Yaşanan şudur; iktidar, yasal boşluklardan yararlanarak, yirmi yıldır ülkeyi istedikleri hale getirmeye ramak kalmışken, kendi geleceklerini garantiye alma uğruna her şeyi yapacaktır. Yandaşlarını besleyecek, üzerlerinde ekonomik baskı kuracak, haklarında dosyalar düzenleyerek sindirecek, gerektiğinde vekil transferleriyle meclis çoğunluğunu kaybetmemeye uğraşacaktır.
Yandaşları ise dinin açıkça siyasi malzeme gibi kullanıldığını görseler de inançları uğruna ses çıkaramazlar. Lider kutsallaştığından karşı gelemezler. Ama zaman uzundur, yirmi yılda vaat edilenlerle yapılanlar arasında büyük farklar istemeseler de göze batmaktadır. Yani akıl ne kadar baskılansa da doğruyu görmezden gelemez. Bazıları bu süreci yakalamış ve “kral çıplak” diyebilmiştir. Bu durum giderek daha fazla insanı dini inancını aracısız da yapabileceği gerçeğine götürecek, akıl teslim olmayı reddedecek ve hem demokrasinin hem de laikliğin değerini anlayacaktır.

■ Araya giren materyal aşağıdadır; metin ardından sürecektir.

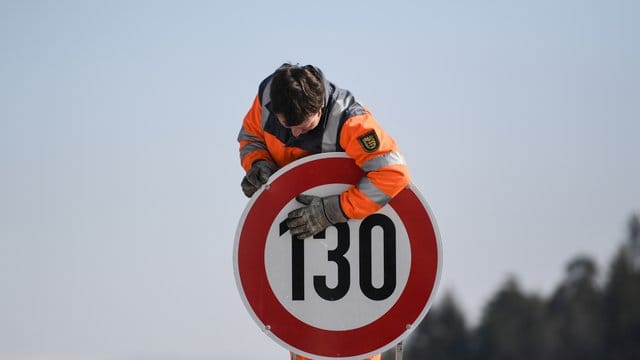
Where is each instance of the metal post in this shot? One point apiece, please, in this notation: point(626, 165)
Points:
point(399, 351)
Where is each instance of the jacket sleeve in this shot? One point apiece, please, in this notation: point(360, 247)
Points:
point(251, 137)
point(376, 153)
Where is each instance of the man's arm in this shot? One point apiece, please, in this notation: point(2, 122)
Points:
point(254, 155)
point(251, 137)
point(376, 152)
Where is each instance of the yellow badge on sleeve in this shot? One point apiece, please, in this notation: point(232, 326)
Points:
point(369, 141)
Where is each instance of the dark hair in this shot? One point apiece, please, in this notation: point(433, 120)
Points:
point(297, 92)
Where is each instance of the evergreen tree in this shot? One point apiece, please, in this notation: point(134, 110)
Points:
point(511, 327)
point(575, 315)
point(442, 335)
point(622, 299)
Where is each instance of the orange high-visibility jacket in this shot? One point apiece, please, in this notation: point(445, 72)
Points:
point(345, 126)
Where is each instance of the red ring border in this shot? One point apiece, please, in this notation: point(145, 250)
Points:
point(254, 285)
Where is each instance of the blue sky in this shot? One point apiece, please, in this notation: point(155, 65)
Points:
point(120, 194)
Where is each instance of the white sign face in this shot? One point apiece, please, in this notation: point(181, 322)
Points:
point(349, 292)
point(318, 280)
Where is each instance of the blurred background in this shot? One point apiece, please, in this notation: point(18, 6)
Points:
point(119, 169)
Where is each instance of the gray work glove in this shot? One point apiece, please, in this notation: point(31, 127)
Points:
point(319, 214)
point(258, 175)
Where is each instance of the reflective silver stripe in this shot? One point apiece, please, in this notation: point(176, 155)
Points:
point(391, 158)
point(246, 136)
point(372, 192)
point(251, 148)
point(266, 98)
point(330, 136)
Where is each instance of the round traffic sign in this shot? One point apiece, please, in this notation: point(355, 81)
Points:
point(349, 292)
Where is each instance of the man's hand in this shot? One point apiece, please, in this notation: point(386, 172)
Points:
point(258, 175)
point(319, 214)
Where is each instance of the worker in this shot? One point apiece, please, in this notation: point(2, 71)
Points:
point(298, 112)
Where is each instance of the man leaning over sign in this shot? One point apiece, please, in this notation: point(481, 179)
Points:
point(296, 113)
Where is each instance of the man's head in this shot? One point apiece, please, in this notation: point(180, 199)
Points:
point(297, 97)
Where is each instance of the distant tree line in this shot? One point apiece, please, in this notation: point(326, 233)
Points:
point(580, 320)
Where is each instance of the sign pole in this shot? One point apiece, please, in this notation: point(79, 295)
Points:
point(388, 266)
point(399, 351)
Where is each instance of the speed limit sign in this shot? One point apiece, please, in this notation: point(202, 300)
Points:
point(349, 292)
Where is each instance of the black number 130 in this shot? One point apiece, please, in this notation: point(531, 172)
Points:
point(344, 268)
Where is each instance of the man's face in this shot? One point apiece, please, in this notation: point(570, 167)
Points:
point(307, 125)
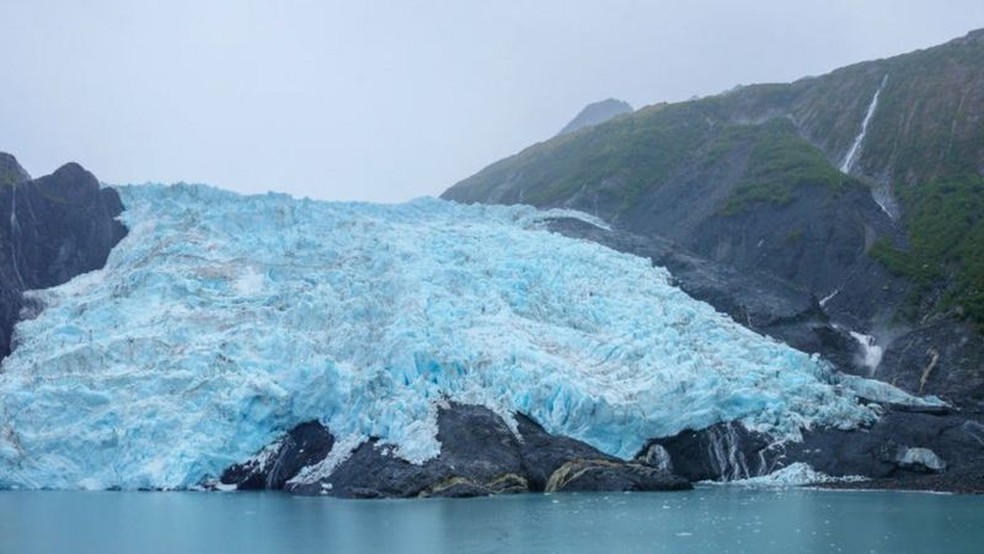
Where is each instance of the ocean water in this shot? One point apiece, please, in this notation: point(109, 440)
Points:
point(709, 519)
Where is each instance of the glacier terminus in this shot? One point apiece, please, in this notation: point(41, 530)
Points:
point(222, 321)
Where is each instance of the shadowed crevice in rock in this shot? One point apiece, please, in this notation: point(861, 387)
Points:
point(51, 229)
point(480, 455)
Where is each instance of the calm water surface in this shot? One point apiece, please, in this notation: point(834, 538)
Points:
point(710, 519)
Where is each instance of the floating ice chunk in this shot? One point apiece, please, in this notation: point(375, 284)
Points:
point(796, 474)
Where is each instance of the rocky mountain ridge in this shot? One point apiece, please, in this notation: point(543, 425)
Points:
point(860, 188)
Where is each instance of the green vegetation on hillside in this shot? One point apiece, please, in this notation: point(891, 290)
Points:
point(779, 161)
point(945, 226)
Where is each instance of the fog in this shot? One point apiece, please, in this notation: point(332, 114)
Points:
point(386, 101)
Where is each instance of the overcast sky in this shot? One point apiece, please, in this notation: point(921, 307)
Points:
point(387, 101)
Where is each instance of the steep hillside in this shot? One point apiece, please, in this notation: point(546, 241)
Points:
point(597, 113)
point(54, 228)
point(863, 187)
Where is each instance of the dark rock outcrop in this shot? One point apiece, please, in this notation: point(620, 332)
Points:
point(479, 456)
point(755, 299)
point(54, 228)
point(304, 445)
point(757, 180)
point(903, 449)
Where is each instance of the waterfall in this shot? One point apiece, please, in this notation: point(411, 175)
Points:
point(871, 352)
point(823, 301)
point(14, 235)
point(658, 457)
point(852, 153)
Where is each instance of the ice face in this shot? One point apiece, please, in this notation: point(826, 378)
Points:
point(222, 320)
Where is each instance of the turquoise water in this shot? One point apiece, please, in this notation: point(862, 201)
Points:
point(710, 519)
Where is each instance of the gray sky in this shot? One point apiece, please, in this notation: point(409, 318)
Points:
point(387, 101)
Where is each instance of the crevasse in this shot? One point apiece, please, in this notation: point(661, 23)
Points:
point(222, 320)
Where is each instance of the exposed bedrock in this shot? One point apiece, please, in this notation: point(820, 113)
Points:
point(756, 300)
point(902, 450)
point(51, 229)
point(480, 455)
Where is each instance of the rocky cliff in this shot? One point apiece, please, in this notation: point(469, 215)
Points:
point(53, 228)
point(862, 189)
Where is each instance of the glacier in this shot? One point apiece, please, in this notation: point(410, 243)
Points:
point(222, 320)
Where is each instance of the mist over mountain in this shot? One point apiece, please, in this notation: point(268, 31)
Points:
point(862, 188)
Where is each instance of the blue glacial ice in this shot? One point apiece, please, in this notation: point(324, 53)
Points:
point(222, 321)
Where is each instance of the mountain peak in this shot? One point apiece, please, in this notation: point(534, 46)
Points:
point(11, 172)
point(596, 114)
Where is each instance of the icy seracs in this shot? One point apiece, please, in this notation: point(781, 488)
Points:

Elimizdeki malzemenin bir kısmı tam da böyledir işte… Yasal olarak aynı ülkenin eşit vatandaşlarıyız. Üstelik laik, demokratik, sosyal bir hukuk devletini savunurken bunlara onların kullandığı yasa ve hukuk dışı yöntemlerle karşılık vermemiz düşünülemez. Tek çözüm, öncelikle bu düşüncede olanları kazanmaya uğraşmak, demokratik sistem içinde çizilen antifaşist çizginin aynı tarafında yer alabilmek, birlikte hareket etmektir. Bu, denemiş ve halkın da desteğini almıştır. Yirmi yıldır tek partinin ilk kez çok ciddi oy kaybına uğradığını gördük. Yaptık, yine yaparız. Önce vatan, demokratik, laik, sosyal bir hukuk devleti diyebilenlerin tek yolu budur. O günler de gelecektir, umutsuzluk yok!